Let's start by finding the derivative of f(x). The quotient rule states that if you have a function f(x) = g(x)/h(x), then the derivative of f(x) is given by:

f'(x) = (g'(x)h(x) - g(x)h'(x)) / (h(x))^2

In our case, g(x) = 3x^2 and h(x) = 5x^2 + 7x. Let's differentiate g(x) and h(x) separately:

g'(x) = d/dx (3x^2) = 6x

h'(x) = d/dx (5x^2 + 7x) = 10x + 7

Now we can substitute these values into the quotient rule to find f'(x):

f'(x) = (6x * (5x^2 + 7x) - 3x^2 * (10x + 7)) / ((5x^2 + 7x)^2)

Simplifying this equation further:

f'(x) = (30x^3 + 42x^2 - 30x^3 - 21x^2) / ((5x^2 + 7x)^2)

f'(x) = (21x^2) / ((5x^2 + 7x)^2)

Now that we have the derivative f'(x), we can find the slope of the tangent line by plugging in the value x=1:

slope = f'(1) = (21(1)^2) / ((5(1)^2 + 7(1))^2)

slope = 21 / (5 + 7)^2 = 21/12^2 = 21/144

Therefore, the slope of the tangent line at x=1 is 21/144.

To find the equation of the tangent line, we need both the slope and a point on the line. We already know the x-coordinate of the point, which is x=1. To find the corresponding y-coordinate, we can substitute x=1 back into the original function f(x):

f(1) = (3(1)^2) / (5(1)^2 + 7(1)) = 3/12 = 1/4

Therefore, the y-coordinate of the point is y=1/4.

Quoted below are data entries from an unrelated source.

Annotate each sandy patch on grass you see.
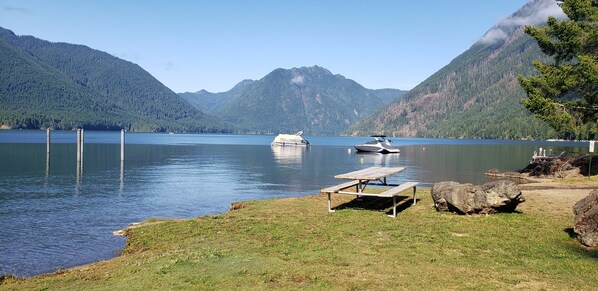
[518,188,593,214]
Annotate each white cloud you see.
[3,5,31,14]
[478,0,567,44]
[291,75,304,85]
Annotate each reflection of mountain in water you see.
[355,152,401,167]
[271,146,309,166]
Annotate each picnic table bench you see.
[320,167,419,218]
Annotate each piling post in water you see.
[77,128,81,164]
[81,128,85,160]
[120,129,125,161]
[46,128,50,154]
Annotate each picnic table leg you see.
[328,193,334,212]
[413,186,417,205]
[389,196,397,218]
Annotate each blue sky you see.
[0,0,540,93]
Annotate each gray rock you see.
[432,180,525,214]
[573,190,598,247]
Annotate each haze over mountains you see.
[180,66,405,134]
[0,0,562,139]
[0,28,233,132]
[347,0,564,139]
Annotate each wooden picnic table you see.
[321,167,419,217]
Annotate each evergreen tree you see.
[519,0,598,139]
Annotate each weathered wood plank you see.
[379,182,419,197]
[334,167,405,180]
[320,180,360,193]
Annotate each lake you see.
[0,130,588,276]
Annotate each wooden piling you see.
[81,128,85,156]
[77,128,81,163]
[120,129,125,161]
[46,128,50,154]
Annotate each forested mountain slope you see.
[0,28,230,132]
[347,0,555,139]
[180,66,405,134]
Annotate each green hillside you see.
[179,80,255,113]
[181,66,405,134]
[0,28,231,132]
[347,1,555,139]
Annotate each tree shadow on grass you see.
[334,196,413,215]
[563,227,598,260]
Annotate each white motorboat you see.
[355,135,401,154]
[271,131,309,147]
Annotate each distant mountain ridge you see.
[179,66,406,134]
[179,80,256,113]
[0,28,231,132]
[346,0,560,139]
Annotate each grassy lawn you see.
[0,189,598,290]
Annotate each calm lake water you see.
[0,131,588,276]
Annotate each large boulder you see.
[432,180,525,214]
[573,190,598,247]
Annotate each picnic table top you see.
[334,167,405,180]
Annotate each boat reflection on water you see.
[270,146,309,166]
[355,152,401,167]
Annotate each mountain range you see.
[0,0,562,139]
[345,0,562,139]
[179,66,405,134]
[0,28,230,132]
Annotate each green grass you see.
[0,189,598,290]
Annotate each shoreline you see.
[0,179,598,287]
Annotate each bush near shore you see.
[0,189,598,290]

Now we can use the point-slope form of a line to find the equation:

y - y1 = m(x - x1)

where m is the slope and (x1, y1) is the point on the line.

Plugging in the values we have:

y - 1/4 = (21/144)(x - 1)

Multiplying both sides by 144 to eliminate the fraction:

144y - 36 = 21(x - 1)

Rearranging the equation:

21x - 144y = 165

This is the equation of the tangent line at x=1 to the function y=f(x).